I call it the “Creative Stack” and I honestly don’t remember if I came by the idea listening to a podcast or dreamed it up myself. If it ends up working, you can be sure I will claim the latter, so we will go with that for now.

The Creative Stack consists of five sheets of paper. They bear the following headings:

Tabletop Game Design, for serious efforts toward board and card game design with an eye toward eventual production or publication.

Game Prep, for convention games and other “serious” role-playing Game Mastering circumstances.

Fiction, for prose storytelling.

RPG Game Design, for professional work in the RPG arena, including freelance writing and part time development.
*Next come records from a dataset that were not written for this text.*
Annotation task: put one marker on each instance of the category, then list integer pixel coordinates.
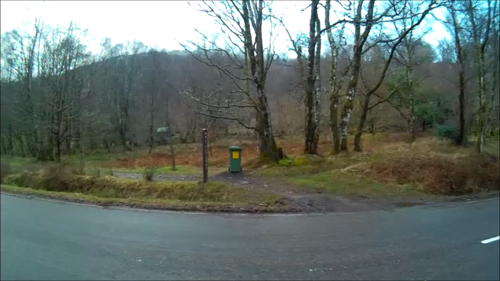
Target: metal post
(204, 154)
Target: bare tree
(248, 62)
(455, 22)
(336, 79)
(392, 12)
(481, 21)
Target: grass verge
(427, 168)
(142, 203)
(105, 190)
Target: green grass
(336, 182)
(145, 203)
(96, 162)
(110, 190)
(179, 170)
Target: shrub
(440, 175)
(447, 132)
(6, 170)
(285, 162)
(149, 172)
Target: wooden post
(204, 154)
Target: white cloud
(155, 23)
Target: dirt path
(299, 198)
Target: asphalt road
(59, 241)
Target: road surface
(59, 241)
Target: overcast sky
(156, 23)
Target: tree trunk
(461, 107)
(312, 116)
(346, 113)
(267, 145)
(334, 88)
(361, 124)
(412, 128)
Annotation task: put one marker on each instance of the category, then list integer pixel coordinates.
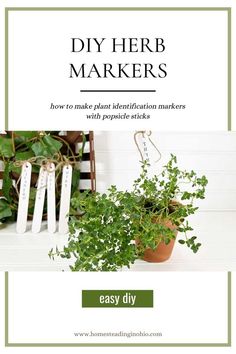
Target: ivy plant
(36, 147)
(113, 229)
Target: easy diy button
(117, 298)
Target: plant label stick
(39, 200)
(65, 199)
(51, 198)
(23, 198)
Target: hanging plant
(38, 148)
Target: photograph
(117, 201)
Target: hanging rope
(148, 134)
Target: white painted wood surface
(117, 159)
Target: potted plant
(113, 229)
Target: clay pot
(163, 251)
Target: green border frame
(227, 9)
(227, 344)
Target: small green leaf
(5, 210)
(182, 242)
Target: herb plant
(111, 230)
(37, 148)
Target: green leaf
(7, 182)
(47, 146)
(5, 210)
(24, 136)
(6, 147)
(23, 156)
(75, 180)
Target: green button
(117, 298)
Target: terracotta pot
(163, 251)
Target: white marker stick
(65, 199)
(51, 198)
(39, 200)
(22, 212)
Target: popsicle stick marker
(39, 200)
(51, 198)
(22, 213)
(65, 199)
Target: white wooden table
(215, 230)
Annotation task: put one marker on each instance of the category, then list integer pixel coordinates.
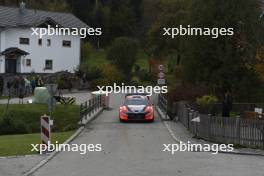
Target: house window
(40, 42)
(48, 42)
(48, 65)
(24, 41)
(28, 62)
(66, 43)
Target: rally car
(136, 107)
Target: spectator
(227, 105)
(39, 82)
(33, 84)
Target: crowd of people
(21, 86)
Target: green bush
(206, 103)
(206, 100)
(123, 54)
(25, 119)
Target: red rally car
(136, 107)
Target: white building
(21, 52)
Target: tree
(223, 64)
(226, 63)
(123, 54)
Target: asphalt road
(135, 149)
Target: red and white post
(45, 130)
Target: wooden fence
(239, 131)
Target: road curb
(52, 155)
(237, 152)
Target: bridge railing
(233, 130)
(91, 106)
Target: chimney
(22, 7)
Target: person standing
(227, 105)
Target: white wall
(63, 58)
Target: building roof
(14, 50)
(15, 17)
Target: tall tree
(226, 63)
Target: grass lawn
(25, 119)
(98, 58)
(13, 145)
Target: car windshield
(136, 101)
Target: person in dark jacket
(227, 105)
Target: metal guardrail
(239, 131)
(163, 105)
(91, 106)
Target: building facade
(22, 52)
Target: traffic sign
(161, 81)
(161, 67)
(161, 75)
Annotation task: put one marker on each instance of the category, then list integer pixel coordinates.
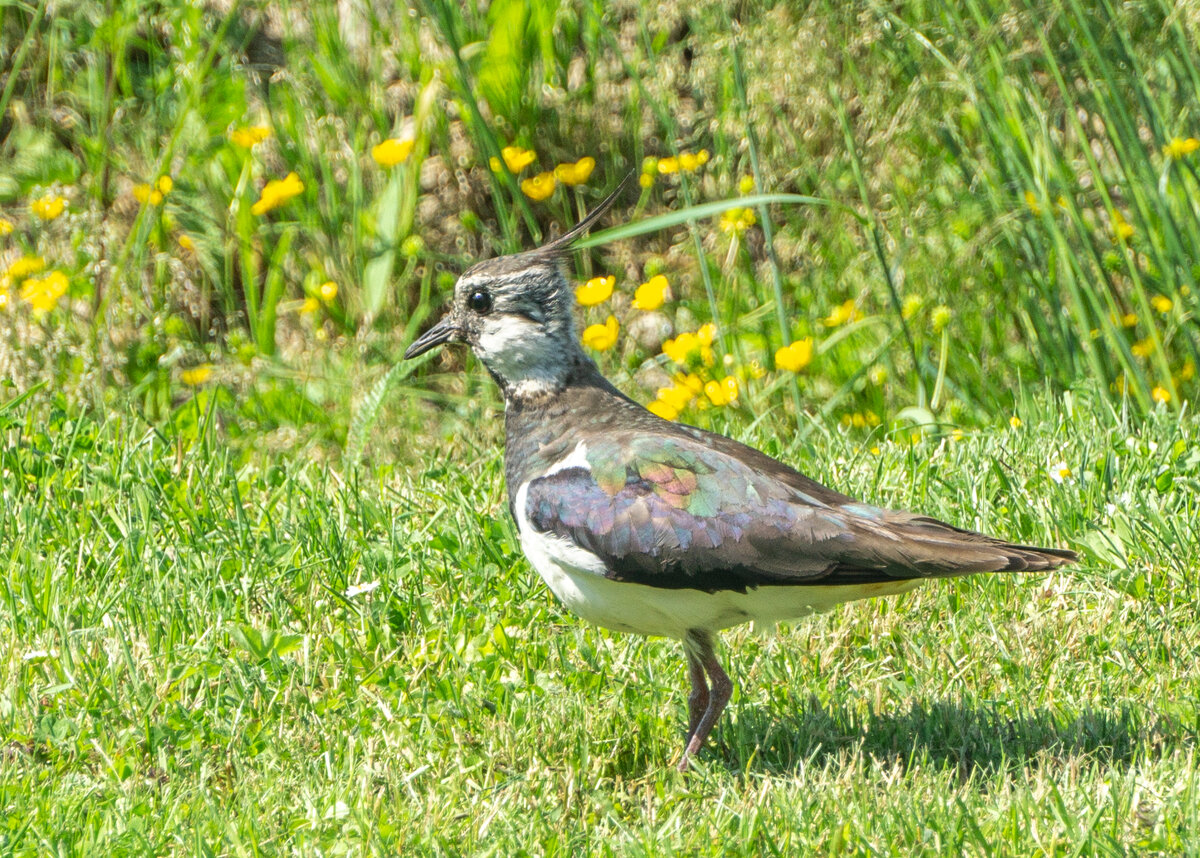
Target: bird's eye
(480, 301)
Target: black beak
(442, 333)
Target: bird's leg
(700, 649)
(697, 701)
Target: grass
(259, 591)
(217, 657)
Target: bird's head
(516, 312)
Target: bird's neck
(543, 427)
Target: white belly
(576, 577)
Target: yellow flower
(539, 186)
(723, 393)
(277, 192)
(601, 337)
(595, 291)
(677, 396)
(1060, 472)
(652, 293)
(517, 159)
(795, 357)
(1143, 348)
(737, 220)
(250, 136)
(663, 409)
(1180, 147)
(391, 151)
(196, 376)
(1121, 227)
(844, 312)
(576, 173)
(23, 267)
(49, 207)
(43, 293)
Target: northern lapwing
(658, 528)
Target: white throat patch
(516, 349)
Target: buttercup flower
(48, 208)
(391, 151)
(277, 192)
(250, 136)
(154, 193)
(595, 291)
(196, 376)
(1181, 148)
(844, 312)
(601, 337)
(43, 293)
(515, 159)
(539, 187)
(795, 357)
(677, 396)
(723, 393)
(737, 221)
(663, 409)
(652, 293)
(576, 173)
(1060, 472)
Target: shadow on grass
(970, 738)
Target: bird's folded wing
(677, 513)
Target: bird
(647, 526)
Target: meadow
(261, 593)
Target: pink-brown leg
(700, 651)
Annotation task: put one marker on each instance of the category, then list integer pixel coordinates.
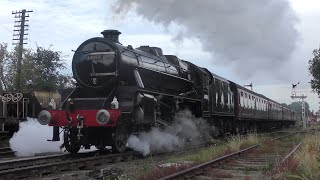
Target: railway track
(249, 163)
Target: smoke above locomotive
(255, 38)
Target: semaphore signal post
(20, 30)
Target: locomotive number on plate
(94, 80)
(95, 57)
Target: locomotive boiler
(121, 90)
and, of course, Blog, for this thing here.

(There area couple of blank pages in the stack at the moment, too, in case I get a bug for something in particular.)

The way the stack works is simple: Whatever the top sheet is, I work on for some period of time, maybe an hour or two. When I finish for that day, I write down what I did and when I did it, and then move that paper to the bottom of the stack. The next day (presuming I don’t procrastinate) I work on whatever is next in the stack, even if that isn’t necessarily the thing I would want to be working on at that moment. I don’t get to move on until I have put work into whatever is on the top of the stack.

The system is intended to both keep me working on something creative daily, and help me avoid both burnout on one project and also avoid randomly dropping a project out of disinterest or a simple failure to get back to it. In the best case scenario by the end of the summer I have reams of completed projects, and a creative stack that has turned over a few times. In reality, I will be happy if I manage to complete a single project within each category.

At the very least, it should mean that every 5-days-ish, you should see a new blog entry from me. If you like that sort of thing, I mean.